Harold Nelson
2/7/2022
Load the tidyverse and the dataset “county_clean.Rdata”. Import the file “state_region.csv” into the dataframe state_region. Use left_join to add the region data to county_clean. Glimpse county_clean to make sure you’re OK
library(tidyverse)
load("county_clean.Rdata")
state_region <- read_csv("state_region.csv")
county_clean = county_clean %>%
left_join(state_region, by = c("state" = "State"))
glimpse(county_clean)
## Rows: 3,135
## Columns: 17
## $ name <fct> Autauga County, Baldwin County, Barbour County, Bibb…
## $ state <chr> "Alabama", "Alabama", "Alabama", "Alabama", "Alabama…
## $ pop2000 <dbl> 43671, 140415, 29038, 20826, 51024, 11714, 21399, 11…
## $ pop2010 <dbl> 54571, 182265, 27457, 22915, 57322, 10914, 20947, 11…
## $ pop2017 <int> 55504, 212628, 25270, 22668, 58013, 10309, 19825, 11…
## $ pop_change <dbl> 1.48, 9.19, -6.22, 0.73, 0.68, -2.28, -2.69, -1.51, …
## $ poverty <dbl> 13.7, 11.8, 27.2, 15.2, 15.6, 28.5, 24.4, 18.6, 18.8…
## $ homeownership <dbl> 77.5, 76.7, 68.0, 82.9, 82.0, 76.9, 69.0, 70.7, 71.4…
## $ multi_unit <dbl> 7.2, 22.6, 11.1, 6.6, 3.7, 9.9, 13.7, 14.3, 8.7, 4.3…
## $ unemployment_rate <dbl> 3.86, 3.99, 5.90, 4.39, 4.02, 4.93, 5.49, 4.93, 4.08…
## $ metro <fct> yes, yes, no, yes, yes, no, no, yes, no, no, yes, no…
## $ median_edu <fct> some_college, some_college, hs_diploma, hs_diploma, …
## $ per_capita_income <dbl> 27841.70, 27779.85, 17891.73, 20572.05, 21367.39, 15…
## $ median_hh_income <int> 55317, 52562, 33368, 43404, 47412, 29655, 36326, 436…
## $ `State Code` <chr> "AL", "AL", "AL", "AL", "AL", "AL", "AL", "AL", "AL"…
## $ Region <chr> "South", "South", "South", "South", "South", "South"…
## $ Division <chr> "East South Central", "East South Central", "East So…
An alternative for Two Categorical Variables
Examine the relationship between median educational level and region. Put region on the horizontal axis and median education on the vertical axis. Use geom_jitter(). Try a few different values of the size parameter in geom_jitter().
Another Alternative
Repeat the last exercise but use geom_count() instead of geom_jitter().

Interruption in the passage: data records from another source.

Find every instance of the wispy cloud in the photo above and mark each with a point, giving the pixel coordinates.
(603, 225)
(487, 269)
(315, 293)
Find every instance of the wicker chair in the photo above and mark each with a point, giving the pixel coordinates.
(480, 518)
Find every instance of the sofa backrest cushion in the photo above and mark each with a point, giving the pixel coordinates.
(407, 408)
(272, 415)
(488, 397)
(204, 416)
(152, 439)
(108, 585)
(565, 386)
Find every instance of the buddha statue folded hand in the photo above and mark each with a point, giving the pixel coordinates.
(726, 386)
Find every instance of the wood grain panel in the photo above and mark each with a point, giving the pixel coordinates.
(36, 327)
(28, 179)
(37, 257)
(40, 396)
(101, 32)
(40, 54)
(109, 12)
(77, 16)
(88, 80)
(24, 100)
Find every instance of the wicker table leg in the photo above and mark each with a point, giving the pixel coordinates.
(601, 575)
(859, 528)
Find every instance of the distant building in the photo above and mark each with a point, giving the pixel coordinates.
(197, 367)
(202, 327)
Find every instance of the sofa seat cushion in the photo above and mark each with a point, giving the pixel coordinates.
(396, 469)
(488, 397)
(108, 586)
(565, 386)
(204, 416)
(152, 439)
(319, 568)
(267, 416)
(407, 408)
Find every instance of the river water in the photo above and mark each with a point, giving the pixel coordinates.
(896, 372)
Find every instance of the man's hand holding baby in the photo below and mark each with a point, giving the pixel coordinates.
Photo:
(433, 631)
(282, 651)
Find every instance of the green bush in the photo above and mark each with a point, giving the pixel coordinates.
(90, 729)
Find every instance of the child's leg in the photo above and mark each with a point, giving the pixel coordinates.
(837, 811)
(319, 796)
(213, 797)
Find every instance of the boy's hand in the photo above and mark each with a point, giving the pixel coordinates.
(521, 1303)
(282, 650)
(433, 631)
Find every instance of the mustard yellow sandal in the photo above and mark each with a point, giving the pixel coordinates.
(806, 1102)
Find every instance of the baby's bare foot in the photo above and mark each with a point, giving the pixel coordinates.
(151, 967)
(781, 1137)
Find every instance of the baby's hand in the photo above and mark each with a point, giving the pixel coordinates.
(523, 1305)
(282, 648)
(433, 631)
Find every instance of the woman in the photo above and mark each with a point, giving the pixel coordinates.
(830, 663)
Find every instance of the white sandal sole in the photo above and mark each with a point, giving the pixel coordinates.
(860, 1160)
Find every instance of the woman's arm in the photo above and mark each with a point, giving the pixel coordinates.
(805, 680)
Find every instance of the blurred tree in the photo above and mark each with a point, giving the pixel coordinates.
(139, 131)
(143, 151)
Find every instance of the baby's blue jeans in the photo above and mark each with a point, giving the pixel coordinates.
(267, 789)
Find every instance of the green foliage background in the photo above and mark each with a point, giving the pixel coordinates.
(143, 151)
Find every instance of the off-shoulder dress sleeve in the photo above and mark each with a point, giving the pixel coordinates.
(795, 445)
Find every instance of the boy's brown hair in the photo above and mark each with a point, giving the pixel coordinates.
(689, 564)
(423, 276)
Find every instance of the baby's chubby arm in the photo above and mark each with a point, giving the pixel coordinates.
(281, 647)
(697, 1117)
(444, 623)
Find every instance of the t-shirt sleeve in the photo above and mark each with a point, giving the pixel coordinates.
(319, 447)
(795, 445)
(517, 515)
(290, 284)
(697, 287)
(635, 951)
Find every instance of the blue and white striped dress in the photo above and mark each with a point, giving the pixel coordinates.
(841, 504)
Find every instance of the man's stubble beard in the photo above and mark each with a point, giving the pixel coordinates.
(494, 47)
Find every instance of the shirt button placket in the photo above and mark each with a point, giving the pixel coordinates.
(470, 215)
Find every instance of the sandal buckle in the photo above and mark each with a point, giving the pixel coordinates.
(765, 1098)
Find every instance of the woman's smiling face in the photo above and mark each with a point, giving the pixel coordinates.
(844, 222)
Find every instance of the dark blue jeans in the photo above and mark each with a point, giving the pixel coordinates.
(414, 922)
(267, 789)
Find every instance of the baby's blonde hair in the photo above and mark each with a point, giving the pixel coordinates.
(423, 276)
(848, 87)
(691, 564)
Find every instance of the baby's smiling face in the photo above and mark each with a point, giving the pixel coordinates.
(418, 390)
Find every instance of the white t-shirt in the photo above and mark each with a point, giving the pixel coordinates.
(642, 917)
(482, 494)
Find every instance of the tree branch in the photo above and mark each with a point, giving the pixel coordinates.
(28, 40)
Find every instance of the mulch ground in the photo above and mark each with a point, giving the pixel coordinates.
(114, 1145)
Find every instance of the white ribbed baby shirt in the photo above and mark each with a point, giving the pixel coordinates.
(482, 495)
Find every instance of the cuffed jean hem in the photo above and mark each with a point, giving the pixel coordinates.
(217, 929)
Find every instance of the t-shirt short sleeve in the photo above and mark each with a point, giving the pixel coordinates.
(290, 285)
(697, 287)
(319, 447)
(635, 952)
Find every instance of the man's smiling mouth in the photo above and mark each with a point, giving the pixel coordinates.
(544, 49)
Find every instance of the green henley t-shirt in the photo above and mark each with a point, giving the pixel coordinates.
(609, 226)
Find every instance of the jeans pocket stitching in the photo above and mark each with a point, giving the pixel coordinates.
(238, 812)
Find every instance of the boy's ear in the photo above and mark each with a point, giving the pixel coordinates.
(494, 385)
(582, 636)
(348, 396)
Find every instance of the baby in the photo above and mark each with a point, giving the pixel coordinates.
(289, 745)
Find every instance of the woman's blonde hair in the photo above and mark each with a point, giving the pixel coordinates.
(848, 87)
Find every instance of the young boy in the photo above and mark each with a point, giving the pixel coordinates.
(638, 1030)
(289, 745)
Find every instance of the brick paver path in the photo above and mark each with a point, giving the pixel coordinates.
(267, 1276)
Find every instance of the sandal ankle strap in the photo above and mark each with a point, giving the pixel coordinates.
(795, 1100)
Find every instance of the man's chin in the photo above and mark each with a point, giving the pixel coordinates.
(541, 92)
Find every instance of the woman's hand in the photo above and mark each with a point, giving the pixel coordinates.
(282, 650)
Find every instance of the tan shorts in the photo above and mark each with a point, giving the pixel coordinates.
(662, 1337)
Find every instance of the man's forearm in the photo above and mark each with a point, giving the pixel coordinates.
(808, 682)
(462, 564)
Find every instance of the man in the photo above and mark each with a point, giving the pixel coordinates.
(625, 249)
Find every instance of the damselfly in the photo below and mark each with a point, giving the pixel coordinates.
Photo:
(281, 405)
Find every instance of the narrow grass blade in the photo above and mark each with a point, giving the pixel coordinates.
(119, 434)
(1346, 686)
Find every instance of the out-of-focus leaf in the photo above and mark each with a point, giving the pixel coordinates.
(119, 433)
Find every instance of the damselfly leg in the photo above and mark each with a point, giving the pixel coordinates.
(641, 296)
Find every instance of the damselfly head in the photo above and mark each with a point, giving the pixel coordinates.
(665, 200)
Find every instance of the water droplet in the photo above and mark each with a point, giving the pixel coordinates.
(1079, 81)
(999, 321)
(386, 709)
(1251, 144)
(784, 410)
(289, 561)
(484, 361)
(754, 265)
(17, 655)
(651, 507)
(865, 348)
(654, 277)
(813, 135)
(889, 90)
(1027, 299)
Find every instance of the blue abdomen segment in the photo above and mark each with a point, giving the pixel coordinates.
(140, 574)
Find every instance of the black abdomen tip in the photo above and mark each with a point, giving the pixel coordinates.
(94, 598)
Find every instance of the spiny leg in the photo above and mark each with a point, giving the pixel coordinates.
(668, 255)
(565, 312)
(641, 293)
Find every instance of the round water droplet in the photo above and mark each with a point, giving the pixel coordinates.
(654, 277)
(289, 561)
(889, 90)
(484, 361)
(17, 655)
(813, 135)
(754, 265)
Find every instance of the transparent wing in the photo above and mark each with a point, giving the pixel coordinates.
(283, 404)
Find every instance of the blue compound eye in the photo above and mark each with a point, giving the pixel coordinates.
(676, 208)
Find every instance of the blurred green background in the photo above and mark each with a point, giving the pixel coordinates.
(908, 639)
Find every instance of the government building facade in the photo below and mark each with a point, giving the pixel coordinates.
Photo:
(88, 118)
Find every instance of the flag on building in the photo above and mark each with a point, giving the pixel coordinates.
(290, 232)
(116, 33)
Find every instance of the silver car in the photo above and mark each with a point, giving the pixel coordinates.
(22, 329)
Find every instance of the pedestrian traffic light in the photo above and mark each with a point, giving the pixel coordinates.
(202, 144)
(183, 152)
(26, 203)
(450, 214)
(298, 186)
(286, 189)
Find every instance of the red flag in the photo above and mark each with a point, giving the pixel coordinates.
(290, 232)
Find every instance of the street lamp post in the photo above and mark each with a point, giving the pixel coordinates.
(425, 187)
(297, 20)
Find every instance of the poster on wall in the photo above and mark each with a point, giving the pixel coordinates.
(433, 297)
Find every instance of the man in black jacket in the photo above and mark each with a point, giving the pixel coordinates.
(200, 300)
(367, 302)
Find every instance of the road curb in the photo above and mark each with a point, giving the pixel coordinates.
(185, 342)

There is a style of plotting popularized by William Cleveland. We’ll start with something that doesn’t really work and improve it in steps.
The Simple Version
Get a barplot of the number of counties in each state using geom_bar().
The graph is totally unreadable because the x-axis labels are on top of each other. A solution is to add coord_flip() as a layer. Do that.
Use dplyr to create a dataframe state_counties with state name and the count of counties.
state_counties = county_clean %>%
group_by(state) %>%
summarize(count = n()) %>%
ungroup()
head(state_counties)
## # A tibble: 6 × 2
## state count
## <chr> <int>
## 1 Alabama 67
## 2 Alaska 25
## 3 Arizona 15
## 4 Arkansas 75
## 5 California 58
## 6 Colorado 63
Use state_counties as the data argument of ggplot. In the aes, map x to count and y to state. Use geom_col().
Instead of state in the previous exercise, use reorder(state,count).
Replace geom_col() in the previous exercise with geom_point().
Add a geom_col() to the previous exercise. Set width = .1.
state_counties %>%
ggplot(aes(x = count, y = reorder(state,count))) +
geom_point() +
geom_col(width = .1)
Get a histogram of pop2017.
## `stat_bin()` using `bins = 30`. Pick better value with `binwidth`.
The graph is unreadable because of the extreme right skew.
Use a logarithmic scale. Add scale_x_log10() as a layer.